The last thing I remember was trying to buy a bag of chips. I chose a gas station towards the edge of the wrong side of town. Those are safer. They don’t usually have the specialized tech.

That’s the hard part about staying alive these days. It’s not getting a chip card, or even a voucher code. You can get those in almost any alley, provided you have something worth trading for. It’s the retinal scanners that you can’t fool. That’s how they can tell.

That’s what makes this world Hell for the clones.

Governments are really so fragile. It only takes one generation, one revolution, to change everything. A charismatic leader with enough drones to hang on their every word rises to the surface, and they play on the division that’s been boiling, like a pot with the lid sealed on. It has to explode eventually. Then after months of bloodshed, after months of military schisms, and martial law, and successions, your whole world is different. 

It’s all over.

And it’s all just beginning.

One of the first three bills they passed was the Clone Eradication Act.

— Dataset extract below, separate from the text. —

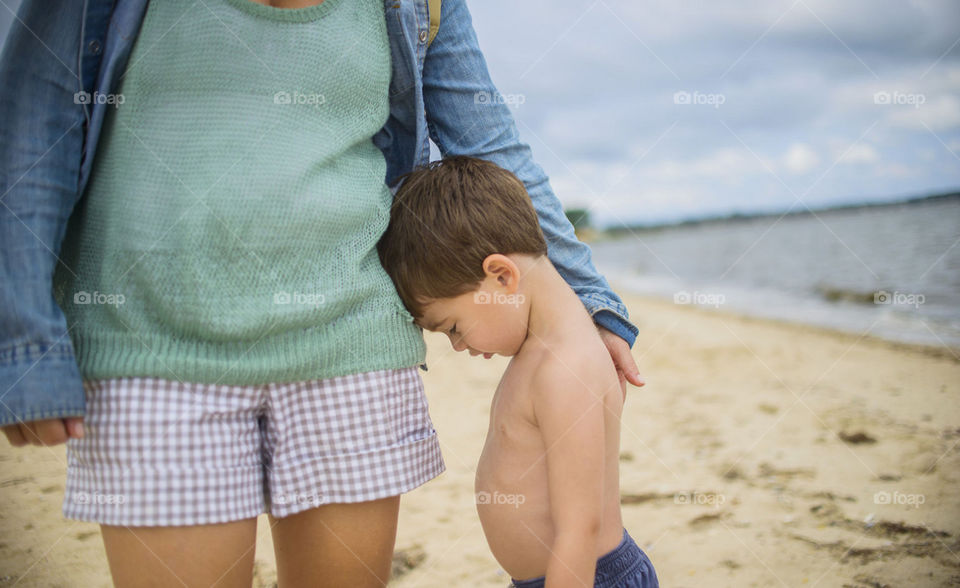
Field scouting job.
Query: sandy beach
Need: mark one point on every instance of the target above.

Whereas the scientific community has committed such blasphemies in the form of artificial creation; whereas the act of procreation is a sacred deed sanctioned by the joining of man and woman only; whereas the duplication of natural beings is condemned as sacrilege in the eyes of the instituted powers; the process of Human Cloning will be forever abolished, and all living Clones detained in appropriate government facilities for the remainder of their lifetimes.

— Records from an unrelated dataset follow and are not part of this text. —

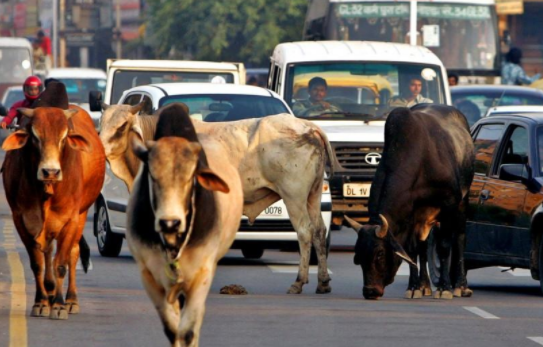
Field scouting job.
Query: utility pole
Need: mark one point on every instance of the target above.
(62, 27)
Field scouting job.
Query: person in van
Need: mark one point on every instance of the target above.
(315, 105)
(415, 97)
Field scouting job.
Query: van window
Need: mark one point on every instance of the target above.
(126, 79)
(360, 88)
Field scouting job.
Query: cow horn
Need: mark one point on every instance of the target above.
(381, 231)
(29, 112)
(354, 224)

I am a twin. My parents wanted twins badly. I don’t know why. I never questioned it before. But it was only a matter of money to make it happen. Jared was already there, with his tiny heartbeat, just five weeks old. They went inside, and used Jared to make me. Mom was thrilled, and I was born.

My laboratory record is FILE 2132, but Mom named me Devin.

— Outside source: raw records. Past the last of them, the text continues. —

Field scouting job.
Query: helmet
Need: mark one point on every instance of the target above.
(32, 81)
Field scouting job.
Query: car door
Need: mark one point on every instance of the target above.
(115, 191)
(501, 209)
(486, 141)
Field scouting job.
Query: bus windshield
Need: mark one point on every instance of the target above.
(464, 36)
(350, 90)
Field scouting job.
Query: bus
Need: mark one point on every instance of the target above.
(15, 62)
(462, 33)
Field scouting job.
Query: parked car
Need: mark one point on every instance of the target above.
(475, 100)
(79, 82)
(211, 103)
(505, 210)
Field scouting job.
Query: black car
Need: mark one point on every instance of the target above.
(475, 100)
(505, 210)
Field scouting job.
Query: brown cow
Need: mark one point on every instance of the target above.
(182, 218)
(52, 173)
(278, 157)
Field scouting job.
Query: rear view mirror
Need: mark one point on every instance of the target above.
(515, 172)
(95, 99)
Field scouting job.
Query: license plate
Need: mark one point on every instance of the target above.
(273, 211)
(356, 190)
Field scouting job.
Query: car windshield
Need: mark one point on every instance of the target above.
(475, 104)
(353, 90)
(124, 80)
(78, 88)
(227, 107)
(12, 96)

When the bill was first passed, they tried to hide me. Dad put up a quick wall over the door to the basement, and I guess prayed our neighbors would keep quiet. I lived there for about three months before I heard the ominous knock on the front door. No one we know uses the front door of our house. It had to be someone official.

I didn’t hang around to find out. I grabbed Jared’s wallet and ran. 

His ID got me most places. In the early months, all they checked was an ID. Later on, they started wanting finger prints. Luckily, I don’t have that variation. Being cloned from the donor while still in the womb did that for me, at least. Jared and I have a perfectly matching set of prints. The truth is, there are only two ways to tell us apart.

The retina is the easy way. After the new government tore through the files long enough, they realized the retina is the first point of access that will reveal a clone to them. No matter how carbon of a copy is produced, the retina will be unique 99.9% of the time. Of course, they have to allow for a few errors. Nothing is perfect. Not even science.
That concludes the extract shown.